Cho-Cho was a "health clown" who toured the USA during the 1920s, visiting classrooms, and trying to encourage kids to eat more vegetables, take baths, and brush their teeth. In a way, he was like the opposite of Ronald McDonald (Ronald being a clown who encourages children to eat junk food).
CHO stood for "Child Health Organization," which was the group that dreamed him up and sent him out. Some more info from the book Children’s Health Issues in Historical Perspective
The clown Cho-Cho was trained to "teach health, sugar coated with all the nonsense and fun of the sawdust ring." The Health Fairy, a public health nurse, told "delightful stories," and a cartoonist drew "a white loaf of bread into a sour-faced boy,... a brown loaf into a round-faced smiling boy," and "vegetables weeping great tears because children do not eat them."

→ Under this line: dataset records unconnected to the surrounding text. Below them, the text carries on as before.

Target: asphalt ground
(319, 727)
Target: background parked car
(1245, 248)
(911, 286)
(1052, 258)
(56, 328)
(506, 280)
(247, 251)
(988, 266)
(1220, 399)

All three travelled to elementary and secondary schools, as well as exhibitions, fairs, and "any place where children were gathered together. A less traditional figure was CHO's pseudo-professor Happy (played by Clifford Goldsmith), who entertained child and adult audiences with snappy health maxims.
Happy, the Health Fairy, and the cartoonist worked well within the boundaries of CHO's program, but when the clown who played Cho-Cho began to regard himself "as a real authority on diet, hygiene, and even the morals of childhood," and deviated from his "carefully learned lines," the organization had to find a new Cho-Cho.